Roma'nın Testaccio semtinde yaşıyorum ve İtalyan Sosyalist Partisi'nin Testaccio şubesine NAR (Ulusal Sosyalist Ayaklanma) tarafından planlanan bir saldırıyı öğrendiğimde şok oldum. Bu olayda, kalabalık bir toplantının yapıldığı bir odanın pencere pervazına yerleştirilen bomba, barutun nemlenmesi nedeniyle patlamadı. Bomba patlasaydı, başkentin işçi sınıfının kalbinde silinmez bir yara bırakırdı. Aşırı sağ gruplar, sol grupların güvenlik güçlerine bile dokunan "destansı" veya gösterişli şiddeti vurgulamaktan ziyade, kendi üyelerine yönelik bireysel bir büyüme anı olarak bile tarikat benzeri şiddeti vurguluyorlar: CasaPound mitinglerinde, cinghiamattanza uygulaması, yani herkese karşı ölümcül dayaklar yaygındı, çünkü kan ve acı güçlendirir. Siyah aşırılığın kilit isimlerinin biyografik incelemesinin , suçlarının ve çoğu zaman çalkantılı kaderlerinin ardından (bazıları hala hayatta ve yeni nesiller için ikon olmaya devam ediyor (Freda gibi)), Giorgia Meloni ile bu siyasi hareket arasındaki tesadüfi olmayan bağlara dair birkaç sayfalık bir bölüm yer alıyor. Bu noktada, Fanpage'in ünlü araştırması utanç verici ve tartışılmaz bir gerçeği ortaya çıkardı. Şimdi, kimseyi geçmişine bağlamak veya mevcut sağcı hükümet ile suçlu sağ arasında bir işbirliği olduğunu ima etmek gibi bir niyetim yok.

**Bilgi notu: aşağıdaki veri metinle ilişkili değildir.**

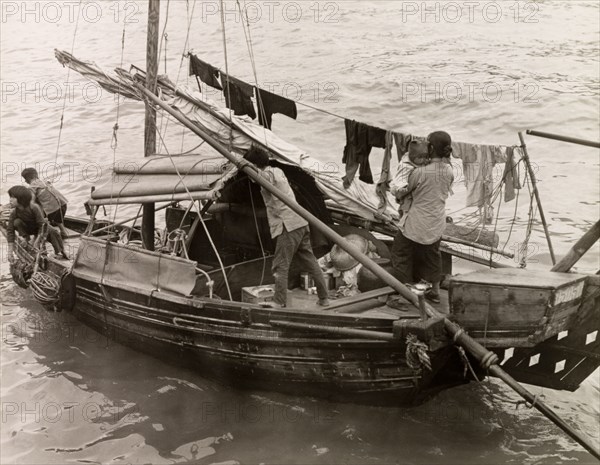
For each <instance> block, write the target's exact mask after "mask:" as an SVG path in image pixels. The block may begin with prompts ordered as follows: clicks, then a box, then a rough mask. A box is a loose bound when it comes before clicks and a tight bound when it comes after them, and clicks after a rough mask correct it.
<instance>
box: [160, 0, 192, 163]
mask: <svg viewBox="0 0 600 465" xmlns="http://www.w3.org/2000/svg"><path fill="white" fill-rule="evenodd" d="M195 8H196V0H194V3H193V5H192V12H191V14H190V11H189V10H190V4H189V1H188V0H186V2H185V9H186V14H187V17H188V18H187V20H188V27H187V32H186V34H185V42H184V44H183V51H182V52H181V60H180V61H179V69H178V70H177V78H176V79H175V86H176V87H177V86H178V85H179V74H180V73H181V68H182V67H183V60H184V59H185V56H186V49H187V47H188V43H189V40H190V28H191V26H192V20H193V18H194V9H195ZM188 79H189V73H186V84H187V82H188ZM196 79H198V76H196ZM168 124H169V123H168V121H167V126H168ZM167 126H165V133H166V131H167ZM184 139H185V127H182V128H181V148H180V149H179V151H180V152H183V140H184Z"/></svg>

Ancak 1989'da Kızıl bir terörist tarafından öldürülen gazetecinin kızı Benedetta Tobagi'nin dediği gibi, " Fratelli d'Italia, siyah terörizmin aile albümüyle uğraşmak istemiyor." Ve bu utanç verici! Sağcı taraftarlar -ve tam da o bölgeden gelenler- köklerini eleştirel, ciddi ve hatta acı verici bir şekilde araştırsalardı, bu demokrasiye değerli bir katkı olurdu. Eski komünistlerin özeleştirel anılarının ( Koestler'den Silone'ye ) her zaman son derece ilgi çekici olması, eski faşistlerin anılarının ise çok daha nadir de olsa her zaman çekingen ve önemsiz olması tuhaf. Belki de komünist gelenekte her zaman kaçınılmaz bir gerçekle yüzleşme anı olduğu için ( Marx şeylerin, tarihin kendisinin gerçeğini aradı), İtalyan faşizminde ise -onur hakkındaki tüm söylemlerin ötesinde- belirsizlik ve oportünizm neredeyse her zaman galip gelmiştir.